Look at it this way... if I have 500 FT*LBS of torque, but I'm making it at 6000RPM's, and I only make 100 FT*LBS at 3000RPM's because I have a big turbo on a small engine, you would still say that engine has a lot of torque, but it's not going to be able to tow your trailer to save its life.

People confuse "torque" for low end power all the time. Just because most engines make torque at low RPM's doesn't mean it HAS to be that way. It's just that that makes for good around town driving, since the engine is usually in the low RPM range. Therefore, the car needs low end power, and thus low end torque. But you can just as easily have an engine with high end torque and very little low end torque. In fact, this is how almost ALL race cars, except for WRC cars, are set up, because they want to maximize power, and since power increases lineraly with RPM for a given torque, you want to make as much torque as high in the rev range as possible. As for why WRC cars aren't set up this way, that's a totally different story and has to do with airflow through a 35mm restrictor.

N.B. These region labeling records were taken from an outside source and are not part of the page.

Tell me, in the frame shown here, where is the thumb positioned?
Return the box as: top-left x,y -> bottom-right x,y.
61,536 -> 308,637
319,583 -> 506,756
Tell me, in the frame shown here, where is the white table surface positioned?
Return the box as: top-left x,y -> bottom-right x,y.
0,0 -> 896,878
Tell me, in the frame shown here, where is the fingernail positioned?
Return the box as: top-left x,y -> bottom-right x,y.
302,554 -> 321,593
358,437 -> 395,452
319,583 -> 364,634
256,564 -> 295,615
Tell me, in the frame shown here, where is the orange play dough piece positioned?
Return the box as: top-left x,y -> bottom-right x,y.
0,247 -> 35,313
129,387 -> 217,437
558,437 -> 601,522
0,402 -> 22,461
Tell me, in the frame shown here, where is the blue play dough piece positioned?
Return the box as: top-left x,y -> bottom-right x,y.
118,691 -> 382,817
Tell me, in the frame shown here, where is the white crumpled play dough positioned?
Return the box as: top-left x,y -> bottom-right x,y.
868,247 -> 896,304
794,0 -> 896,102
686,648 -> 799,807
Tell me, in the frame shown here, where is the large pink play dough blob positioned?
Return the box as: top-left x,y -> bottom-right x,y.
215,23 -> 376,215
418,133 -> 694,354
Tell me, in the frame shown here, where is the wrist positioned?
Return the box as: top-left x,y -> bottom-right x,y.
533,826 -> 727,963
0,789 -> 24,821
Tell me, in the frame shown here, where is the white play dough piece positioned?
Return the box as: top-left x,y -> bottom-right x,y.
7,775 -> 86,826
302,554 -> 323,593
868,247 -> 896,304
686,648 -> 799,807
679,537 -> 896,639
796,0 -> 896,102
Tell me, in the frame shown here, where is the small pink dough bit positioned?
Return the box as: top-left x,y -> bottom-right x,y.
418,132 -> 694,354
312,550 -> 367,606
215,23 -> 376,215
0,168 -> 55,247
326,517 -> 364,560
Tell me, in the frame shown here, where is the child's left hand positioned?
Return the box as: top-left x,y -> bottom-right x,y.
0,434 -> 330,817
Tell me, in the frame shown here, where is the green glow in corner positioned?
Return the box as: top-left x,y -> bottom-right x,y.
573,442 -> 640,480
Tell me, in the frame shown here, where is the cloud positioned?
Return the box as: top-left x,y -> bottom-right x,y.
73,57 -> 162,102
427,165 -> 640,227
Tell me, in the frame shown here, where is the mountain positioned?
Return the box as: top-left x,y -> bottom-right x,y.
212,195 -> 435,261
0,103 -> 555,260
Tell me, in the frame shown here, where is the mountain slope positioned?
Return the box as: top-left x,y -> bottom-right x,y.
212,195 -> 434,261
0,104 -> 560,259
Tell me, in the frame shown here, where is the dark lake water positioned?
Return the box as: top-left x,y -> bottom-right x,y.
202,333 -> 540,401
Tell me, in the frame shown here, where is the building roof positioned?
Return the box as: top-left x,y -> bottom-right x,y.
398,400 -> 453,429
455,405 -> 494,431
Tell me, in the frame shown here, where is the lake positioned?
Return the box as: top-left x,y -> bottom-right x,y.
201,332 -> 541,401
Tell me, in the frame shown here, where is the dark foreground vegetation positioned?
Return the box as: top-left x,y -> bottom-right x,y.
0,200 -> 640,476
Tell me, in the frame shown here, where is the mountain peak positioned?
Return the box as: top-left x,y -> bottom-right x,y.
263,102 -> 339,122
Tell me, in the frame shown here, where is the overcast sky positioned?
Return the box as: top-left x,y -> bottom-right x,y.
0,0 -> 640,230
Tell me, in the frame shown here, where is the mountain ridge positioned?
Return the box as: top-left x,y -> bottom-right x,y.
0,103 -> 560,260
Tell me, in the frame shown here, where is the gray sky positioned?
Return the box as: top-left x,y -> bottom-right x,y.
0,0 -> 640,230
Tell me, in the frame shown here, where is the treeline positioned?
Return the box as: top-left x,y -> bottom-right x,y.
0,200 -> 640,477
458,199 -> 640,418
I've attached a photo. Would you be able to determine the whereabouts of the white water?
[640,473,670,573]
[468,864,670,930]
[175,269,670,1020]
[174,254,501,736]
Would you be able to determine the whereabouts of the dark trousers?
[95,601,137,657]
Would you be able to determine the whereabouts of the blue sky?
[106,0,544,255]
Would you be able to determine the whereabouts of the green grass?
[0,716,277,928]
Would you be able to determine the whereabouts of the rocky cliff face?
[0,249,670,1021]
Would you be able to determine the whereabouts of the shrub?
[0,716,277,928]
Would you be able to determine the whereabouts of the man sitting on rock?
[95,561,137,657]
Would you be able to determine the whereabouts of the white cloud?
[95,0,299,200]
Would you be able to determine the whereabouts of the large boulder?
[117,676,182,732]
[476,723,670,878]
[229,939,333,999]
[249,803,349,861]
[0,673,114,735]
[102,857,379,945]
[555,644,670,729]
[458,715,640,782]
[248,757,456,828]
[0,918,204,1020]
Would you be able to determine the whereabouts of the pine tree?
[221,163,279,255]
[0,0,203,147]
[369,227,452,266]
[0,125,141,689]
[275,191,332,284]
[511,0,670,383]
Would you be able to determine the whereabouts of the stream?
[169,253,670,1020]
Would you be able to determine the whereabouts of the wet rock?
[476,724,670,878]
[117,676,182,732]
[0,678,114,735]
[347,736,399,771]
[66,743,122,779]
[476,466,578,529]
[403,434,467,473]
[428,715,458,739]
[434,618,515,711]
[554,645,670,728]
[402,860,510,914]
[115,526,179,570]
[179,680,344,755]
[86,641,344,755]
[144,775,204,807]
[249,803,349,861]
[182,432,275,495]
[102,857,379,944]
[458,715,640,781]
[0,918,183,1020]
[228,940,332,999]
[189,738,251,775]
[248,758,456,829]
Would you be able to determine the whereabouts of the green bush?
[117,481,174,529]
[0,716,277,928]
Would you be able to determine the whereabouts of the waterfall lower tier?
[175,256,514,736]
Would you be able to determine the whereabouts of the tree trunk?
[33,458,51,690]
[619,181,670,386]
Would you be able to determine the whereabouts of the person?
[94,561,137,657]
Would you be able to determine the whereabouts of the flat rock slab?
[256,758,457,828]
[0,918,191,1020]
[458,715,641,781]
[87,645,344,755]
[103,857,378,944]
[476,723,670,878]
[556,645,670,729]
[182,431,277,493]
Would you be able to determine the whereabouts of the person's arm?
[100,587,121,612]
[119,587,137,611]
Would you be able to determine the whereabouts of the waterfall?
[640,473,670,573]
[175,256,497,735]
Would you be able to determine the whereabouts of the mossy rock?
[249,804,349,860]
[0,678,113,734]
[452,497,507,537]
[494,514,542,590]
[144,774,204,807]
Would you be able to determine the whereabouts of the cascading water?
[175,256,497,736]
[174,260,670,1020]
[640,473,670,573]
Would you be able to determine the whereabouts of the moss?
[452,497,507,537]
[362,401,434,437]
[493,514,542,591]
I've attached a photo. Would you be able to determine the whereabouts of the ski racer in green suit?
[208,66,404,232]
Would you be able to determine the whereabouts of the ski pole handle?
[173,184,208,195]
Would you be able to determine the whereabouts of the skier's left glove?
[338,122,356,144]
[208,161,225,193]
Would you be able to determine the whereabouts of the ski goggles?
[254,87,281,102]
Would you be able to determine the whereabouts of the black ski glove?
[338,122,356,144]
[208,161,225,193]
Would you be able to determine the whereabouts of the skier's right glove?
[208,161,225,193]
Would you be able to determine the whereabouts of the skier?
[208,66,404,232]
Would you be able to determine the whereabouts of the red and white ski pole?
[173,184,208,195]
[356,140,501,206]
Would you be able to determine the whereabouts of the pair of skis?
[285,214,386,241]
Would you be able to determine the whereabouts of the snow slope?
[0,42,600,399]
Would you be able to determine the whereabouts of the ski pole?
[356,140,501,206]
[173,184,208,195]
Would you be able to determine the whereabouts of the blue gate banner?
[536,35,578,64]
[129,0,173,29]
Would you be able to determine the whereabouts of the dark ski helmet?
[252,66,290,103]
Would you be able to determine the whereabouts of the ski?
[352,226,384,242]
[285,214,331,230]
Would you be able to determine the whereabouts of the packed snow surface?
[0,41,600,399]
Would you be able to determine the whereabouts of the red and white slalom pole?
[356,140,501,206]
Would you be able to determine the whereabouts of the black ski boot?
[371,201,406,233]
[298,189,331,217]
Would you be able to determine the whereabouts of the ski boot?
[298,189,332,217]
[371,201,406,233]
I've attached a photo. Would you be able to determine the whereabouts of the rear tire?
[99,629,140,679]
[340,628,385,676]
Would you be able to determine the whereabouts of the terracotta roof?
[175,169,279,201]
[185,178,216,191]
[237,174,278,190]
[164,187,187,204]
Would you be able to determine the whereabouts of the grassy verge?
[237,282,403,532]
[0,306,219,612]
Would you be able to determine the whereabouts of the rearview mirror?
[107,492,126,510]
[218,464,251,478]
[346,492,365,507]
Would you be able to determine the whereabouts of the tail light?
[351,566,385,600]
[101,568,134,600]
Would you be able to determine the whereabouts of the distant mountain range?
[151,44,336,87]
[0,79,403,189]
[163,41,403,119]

POWER is what accelerates a vehicle. It's directly reltable to acceleration via speed by the equation A=(HP/Speed*375)/Mass (ignoring slip and areo). So if you're making more power at a given speed, you're accelerating faster. Since we're limited in the real world by gear ratios, we have set speeds for given RPM's. So for my "high RPM torque" engine example above, in 1st gear it would have to be going some 25MPH using STI gears before it actually made any power, and thus acceleration.